髪は黒髪だ。普通にロングの髪形だ。なるほど、校則を守っている。優等生に違いない。そう記述してしまうのは、完全に校則を遵守した、そのまま学校パンフレットに載せたいくらいの、制服の着こなしのせいだ。ただ制服を着ているだけなのに、気品がある。背筋がいいのもあるだろう。それに身長も高い。雑誌のモデルのようだ。だがそのようなきらびやかな世界に打って出ようというような、そんなキラキラとした若者らしい熱気を感じるわけではない。至極落ち着いていて、清純だ。堂々としている。胸を張って、目の前の人間に相対している。立派だ。
だから美少女としか、表現できない。
本当は、ただ美人とだけ表現したい。だが、明白に制服を着ているのを見ると、やはりまだ成人していないと認識させられる。いやまぁ、成人していないどころか、精神年齢が相当幼いと自覚している僕が言うことではないのだが。
さてと。
萌え要素の一覧では、性格や関係性萌えの項目が混ざっている。だから現時点では、髪型と制服のところしか使えなかった。これが僕の、僕たちの限界だ。
男子側の告白は、まだ続いていた。僕はかなり変な姿勢をしていたため、そろそろ体がきつくなってきた。もうそろそろ、この卑しい遊びも終わらせようかと考えていた。
離脱しようと大宮に声をかけようとした。だが、できない。なぜなら、大宮の顔が、何か今まで見たことのない、そんな顔になっていたからだ。そんな驚きの顔をしていた。
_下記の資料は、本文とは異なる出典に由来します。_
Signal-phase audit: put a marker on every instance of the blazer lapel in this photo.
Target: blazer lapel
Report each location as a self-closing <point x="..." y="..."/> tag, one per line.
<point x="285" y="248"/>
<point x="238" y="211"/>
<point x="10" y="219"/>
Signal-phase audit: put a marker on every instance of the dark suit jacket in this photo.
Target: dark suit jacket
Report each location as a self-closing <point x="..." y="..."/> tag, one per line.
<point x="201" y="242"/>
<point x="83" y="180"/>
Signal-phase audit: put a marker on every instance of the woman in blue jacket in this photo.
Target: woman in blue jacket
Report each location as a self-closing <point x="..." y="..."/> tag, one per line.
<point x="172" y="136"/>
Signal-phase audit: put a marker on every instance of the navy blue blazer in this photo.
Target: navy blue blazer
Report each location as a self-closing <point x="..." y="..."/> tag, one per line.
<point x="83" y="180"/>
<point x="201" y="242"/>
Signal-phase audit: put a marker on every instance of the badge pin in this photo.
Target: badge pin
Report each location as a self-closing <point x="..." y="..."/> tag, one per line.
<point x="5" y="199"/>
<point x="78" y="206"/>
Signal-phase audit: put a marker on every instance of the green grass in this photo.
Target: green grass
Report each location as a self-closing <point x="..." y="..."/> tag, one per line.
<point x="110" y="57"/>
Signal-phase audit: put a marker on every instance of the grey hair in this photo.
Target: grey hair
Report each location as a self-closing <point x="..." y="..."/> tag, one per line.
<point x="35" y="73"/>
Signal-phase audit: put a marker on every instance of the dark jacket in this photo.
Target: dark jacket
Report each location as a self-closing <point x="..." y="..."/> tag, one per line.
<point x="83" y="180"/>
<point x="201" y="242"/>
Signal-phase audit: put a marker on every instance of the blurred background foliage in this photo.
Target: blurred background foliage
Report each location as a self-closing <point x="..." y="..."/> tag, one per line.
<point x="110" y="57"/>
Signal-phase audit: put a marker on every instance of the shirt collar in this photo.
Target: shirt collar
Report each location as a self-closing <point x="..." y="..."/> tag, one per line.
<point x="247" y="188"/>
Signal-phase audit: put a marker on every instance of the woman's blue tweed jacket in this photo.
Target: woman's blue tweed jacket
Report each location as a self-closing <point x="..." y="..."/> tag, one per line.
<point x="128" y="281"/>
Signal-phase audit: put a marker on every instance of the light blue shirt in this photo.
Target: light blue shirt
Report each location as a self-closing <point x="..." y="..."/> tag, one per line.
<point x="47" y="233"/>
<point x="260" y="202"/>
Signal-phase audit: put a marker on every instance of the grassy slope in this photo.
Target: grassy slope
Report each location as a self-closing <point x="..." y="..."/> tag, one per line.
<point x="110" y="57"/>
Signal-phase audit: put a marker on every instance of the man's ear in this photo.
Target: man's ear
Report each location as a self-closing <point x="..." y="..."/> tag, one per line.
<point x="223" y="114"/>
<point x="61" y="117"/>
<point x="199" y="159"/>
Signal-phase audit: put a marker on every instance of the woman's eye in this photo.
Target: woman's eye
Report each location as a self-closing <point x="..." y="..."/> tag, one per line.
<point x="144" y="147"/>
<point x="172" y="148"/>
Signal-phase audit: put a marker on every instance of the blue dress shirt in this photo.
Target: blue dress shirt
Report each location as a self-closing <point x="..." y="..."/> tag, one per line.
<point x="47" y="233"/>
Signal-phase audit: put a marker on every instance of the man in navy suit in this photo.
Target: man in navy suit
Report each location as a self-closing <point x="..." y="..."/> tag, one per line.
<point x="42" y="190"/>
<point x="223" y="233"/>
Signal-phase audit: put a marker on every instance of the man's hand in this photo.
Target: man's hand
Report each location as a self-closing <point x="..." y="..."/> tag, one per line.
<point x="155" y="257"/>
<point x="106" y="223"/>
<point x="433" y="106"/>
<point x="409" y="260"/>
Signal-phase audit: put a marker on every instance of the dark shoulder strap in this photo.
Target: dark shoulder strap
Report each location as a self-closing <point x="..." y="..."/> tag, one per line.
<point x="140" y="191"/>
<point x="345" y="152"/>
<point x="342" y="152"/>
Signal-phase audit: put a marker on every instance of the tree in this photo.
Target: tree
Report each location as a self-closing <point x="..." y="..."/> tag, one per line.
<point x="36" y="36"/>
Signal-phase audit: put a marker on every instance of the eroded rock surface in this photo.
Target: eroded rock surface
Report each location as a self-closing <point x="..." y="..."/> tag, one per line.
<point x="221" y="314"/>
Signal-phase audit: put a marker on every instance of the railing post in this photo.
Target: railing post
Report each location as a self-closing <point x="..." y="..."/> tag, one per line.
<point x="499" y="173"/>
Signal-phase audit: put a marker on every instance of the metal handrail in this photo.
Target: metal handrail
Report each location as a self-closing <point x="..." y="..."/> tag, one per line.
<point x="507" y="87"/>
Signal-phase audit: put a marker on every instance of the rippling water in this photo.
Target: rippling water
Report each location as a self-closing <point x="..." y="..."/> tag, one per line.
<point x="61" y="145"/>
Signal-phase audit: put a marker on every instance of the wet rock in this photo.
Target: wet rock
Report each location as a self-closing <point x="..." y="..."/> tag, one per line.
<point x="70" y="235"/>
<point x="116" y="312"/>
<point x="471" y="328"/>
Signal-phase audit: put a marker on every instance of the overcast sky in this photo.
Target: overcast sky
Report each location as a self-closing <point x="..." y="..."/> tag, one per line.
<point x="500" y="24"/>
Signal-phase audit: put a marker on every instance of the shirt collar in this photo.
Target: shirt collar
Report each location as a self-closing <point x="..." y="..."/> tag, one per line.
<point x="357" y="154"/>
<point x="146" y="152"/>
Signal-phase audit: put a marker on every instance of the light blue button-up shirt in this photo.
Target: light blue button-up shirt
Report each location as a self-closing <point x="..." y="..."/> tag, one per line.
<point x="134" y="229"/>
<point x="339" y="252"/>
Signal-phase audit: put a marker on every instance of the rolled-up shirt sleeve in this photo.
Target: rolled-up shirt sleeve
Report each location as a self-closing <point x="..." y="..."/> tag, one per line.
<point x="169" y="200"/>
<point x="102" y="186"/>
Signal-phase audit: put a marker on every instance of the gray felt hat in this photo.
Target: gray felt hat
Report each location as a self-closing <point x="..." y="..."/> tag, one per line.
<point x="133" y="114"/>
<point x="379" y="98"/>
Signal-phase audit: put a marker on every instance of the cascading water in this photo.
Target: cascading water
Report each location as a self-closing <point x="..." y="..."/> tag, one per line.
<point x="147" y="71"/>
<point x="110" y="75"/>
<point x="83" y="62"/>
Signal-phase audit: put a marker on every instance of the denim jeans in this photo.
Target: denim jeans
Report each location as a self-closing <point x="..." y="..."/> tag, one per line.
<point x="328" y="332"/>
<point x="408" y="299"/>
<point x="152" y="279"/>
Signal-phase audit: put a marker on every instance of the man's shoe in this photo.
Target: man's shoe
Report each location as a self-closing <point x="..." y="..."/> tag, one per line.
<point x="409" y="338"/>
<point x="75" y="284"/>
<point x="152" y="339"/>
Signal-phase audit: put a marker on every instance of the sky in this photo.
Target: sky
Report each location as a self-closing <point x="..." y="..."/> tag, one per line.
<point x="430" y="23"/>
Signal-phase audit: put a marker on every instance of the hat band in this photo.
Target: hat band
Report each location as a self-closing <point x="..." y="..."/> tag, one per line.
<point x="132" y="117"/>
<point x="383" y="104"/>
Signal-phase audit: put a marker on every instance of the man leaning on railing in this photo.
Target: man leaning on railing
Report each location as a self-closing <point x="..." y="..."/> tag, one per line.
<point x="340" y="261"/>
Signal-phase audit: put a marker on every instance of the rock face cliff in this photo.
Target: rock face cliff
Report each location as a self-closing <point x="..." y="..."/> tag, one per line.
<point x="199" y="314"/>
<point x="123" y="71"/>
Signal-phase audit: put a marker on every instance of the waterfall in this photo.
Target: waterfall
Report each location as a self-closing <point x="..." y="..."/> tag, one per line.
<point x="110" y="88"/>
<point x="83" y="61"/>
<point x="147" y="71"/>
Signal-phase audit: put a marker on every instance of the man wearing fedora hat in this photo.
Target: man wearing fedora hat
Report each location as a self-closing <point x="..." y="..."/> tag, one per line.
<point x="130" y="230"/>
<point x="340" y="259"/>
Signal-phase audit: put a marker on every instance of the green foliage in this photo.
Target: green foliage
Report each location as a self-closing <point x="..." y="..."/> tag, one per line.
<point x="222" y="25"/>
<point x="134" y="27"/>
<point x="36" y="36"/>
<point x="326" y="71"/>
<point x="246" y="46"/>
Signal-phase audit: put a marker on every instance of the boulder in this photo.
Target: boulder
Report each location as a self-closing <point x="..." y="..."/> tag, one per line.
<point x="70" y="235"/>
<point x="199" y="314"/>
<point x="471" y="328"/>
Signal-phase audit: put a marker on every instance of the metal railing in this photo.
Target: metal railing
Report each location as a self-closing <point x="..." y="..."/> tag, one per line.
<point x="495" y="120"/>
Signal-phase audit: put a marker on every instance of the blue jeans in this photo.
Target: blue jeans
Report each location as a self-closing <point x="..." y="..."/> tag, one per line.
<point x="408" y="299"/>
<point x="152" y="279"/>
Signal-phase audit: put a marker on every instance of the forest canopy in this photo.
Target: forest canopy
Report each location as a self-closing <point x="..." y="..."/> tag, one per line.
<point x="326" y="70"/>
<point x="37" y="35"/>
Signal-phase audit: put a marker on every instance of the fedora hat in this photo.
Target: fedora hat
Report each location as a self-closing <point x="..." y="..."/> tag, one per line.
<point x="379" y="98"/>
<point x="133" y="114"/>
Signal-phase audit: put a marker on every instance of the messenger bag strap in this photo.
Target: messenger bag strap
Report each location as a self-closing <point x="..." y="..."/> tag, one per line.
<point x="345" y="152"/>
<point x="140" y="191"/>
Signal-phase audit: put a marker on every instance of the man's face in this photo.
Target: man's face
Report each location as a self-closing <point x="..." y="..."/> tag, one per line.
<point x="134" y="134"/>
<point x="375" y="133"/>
僕がどうしたものかと思案していると、あの美少女が口火を切った。どうやら、向こうさんもしびれを切らしてしまったらしい。さっさと断ってしまった。
そのあっさりとしたこと! その言葉の、無慈悲さよ!
僕は彼女の容姿から、とんでもない勘違いをしてしまっていたらしい。清楚な雰囲気から、人にやさしい人間で、慈愛にあふれていて、他者に気を遣えて。もし断るにしても、傷つけないよう、優しくすると思っていたのだ。
だが不愛想に、粗雑に、すっぱりと、断った。
そして、なおあきらめきれないのか、話を続けようとする男子に、こう言い放った。
私は人間が嫌いだ。特に男子は嫌いだ。だからどう努力しようと無駄だ。ちゃんと話に付き合っただけでも感謝しろ、と。
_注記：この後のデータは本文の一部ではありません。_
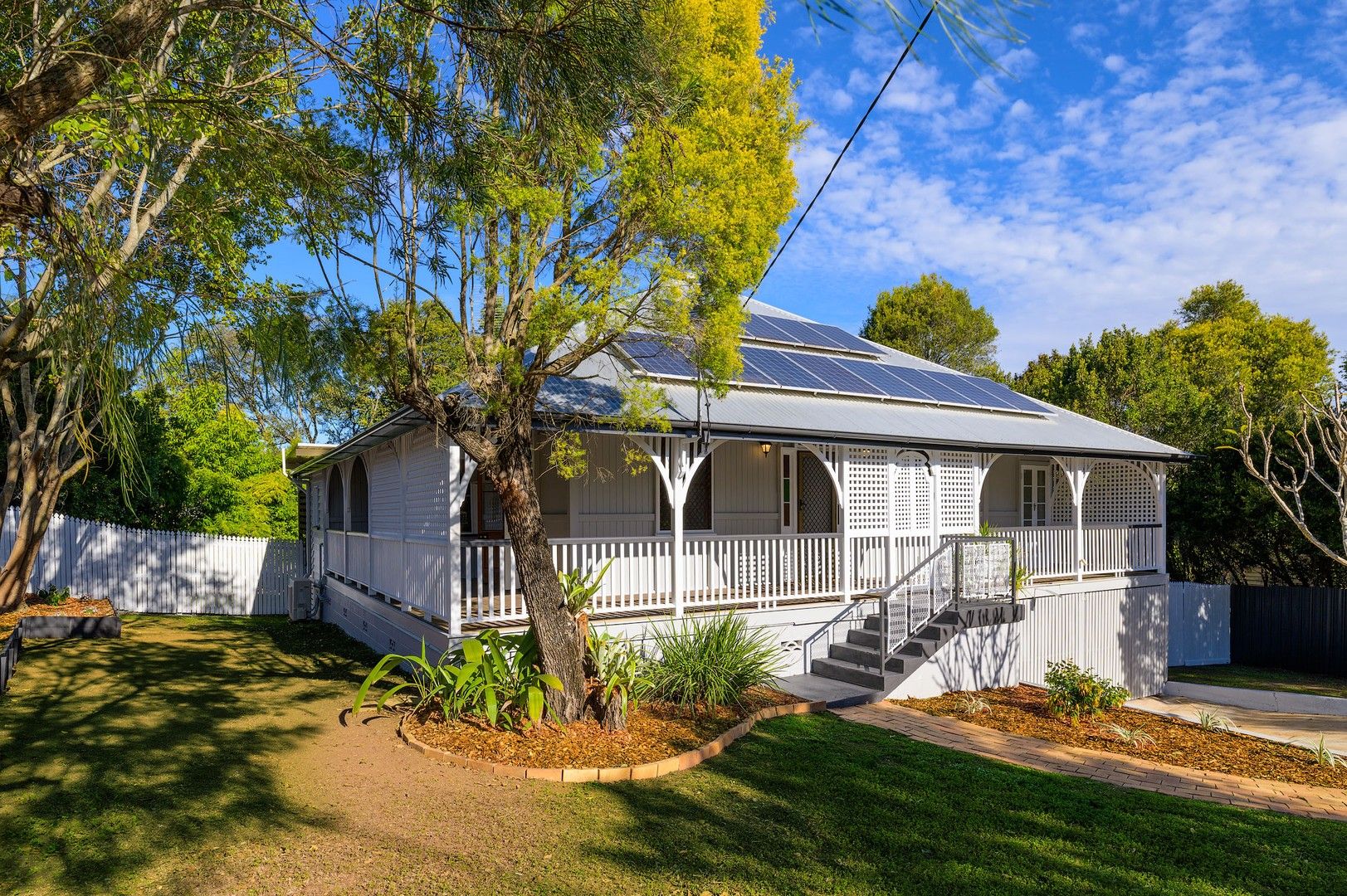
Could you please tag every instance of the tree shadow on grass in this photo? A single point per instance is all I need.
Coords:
(819, 805)
(116, 755)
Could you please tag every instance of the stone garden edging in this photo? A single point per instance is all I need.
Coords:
(620, 772)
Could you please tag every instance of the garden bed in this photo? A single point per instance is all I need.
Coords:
(1022, 710)
(39, 617)
(653, 732)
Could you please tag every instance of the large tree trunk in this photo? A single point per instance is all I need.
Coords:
(558, 636)
(42, 488)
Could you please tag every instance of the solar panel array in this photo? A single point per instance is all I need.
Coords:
(841, 375)
(817, 336)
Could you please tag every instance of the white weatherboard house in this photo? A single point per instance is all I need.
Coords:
(832, 472)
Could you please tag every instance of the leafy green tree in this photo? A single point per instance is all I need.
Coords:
(1182, 384)
(936, 321)
(201, 465)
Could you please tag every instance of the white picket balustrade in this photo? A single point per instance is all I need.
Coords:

ここまでくるとすがすがしい。僕はむしろ、まるで悪役になるかのようにして、自分を恨ませて、彼の心がすっきりとなるように、諦められるようにするための配慮だったのではとすら思った。(ここまで好意的なのは、ただ単純に僕が陰キャで、リア充が嫌いだからだ。そこで目の前でカップルが生まれなかったとしたら、これは台風が来なかった時の農民のように喜ぶのは自然なことだ)
そして彼女は、颯爽と去っていった。
男子の方は、それはもう同情を誘うほど嘆き、同情を誘わないほど、激しく涙を流していた。あまりにも見苦しいので、僕は目を背け、またポスター貼りの旅路に出ようと思った時、大宮が声を発した。
正確には、声にならない声を漏らした。
それに僕は、尋常ならざるものを感じて、とりあえず姿勢を正しくさせて、大宮が楽になるようにした。そして落ち着くまで待った。
「先輩…。」
「なんだ? ゆっくりでいいからな。よかったら、僕にそこまで驚くような話を聞かせてくれ」
「先輩。あの…。あの女の人…。昨日の黒パンの人っす…。」
なるほど。
「は??」
「間違いないっす。顔が同じでした。それに、あの雰囲気。あの冷たい空気。間違いないっすよ」
嘘だろ…。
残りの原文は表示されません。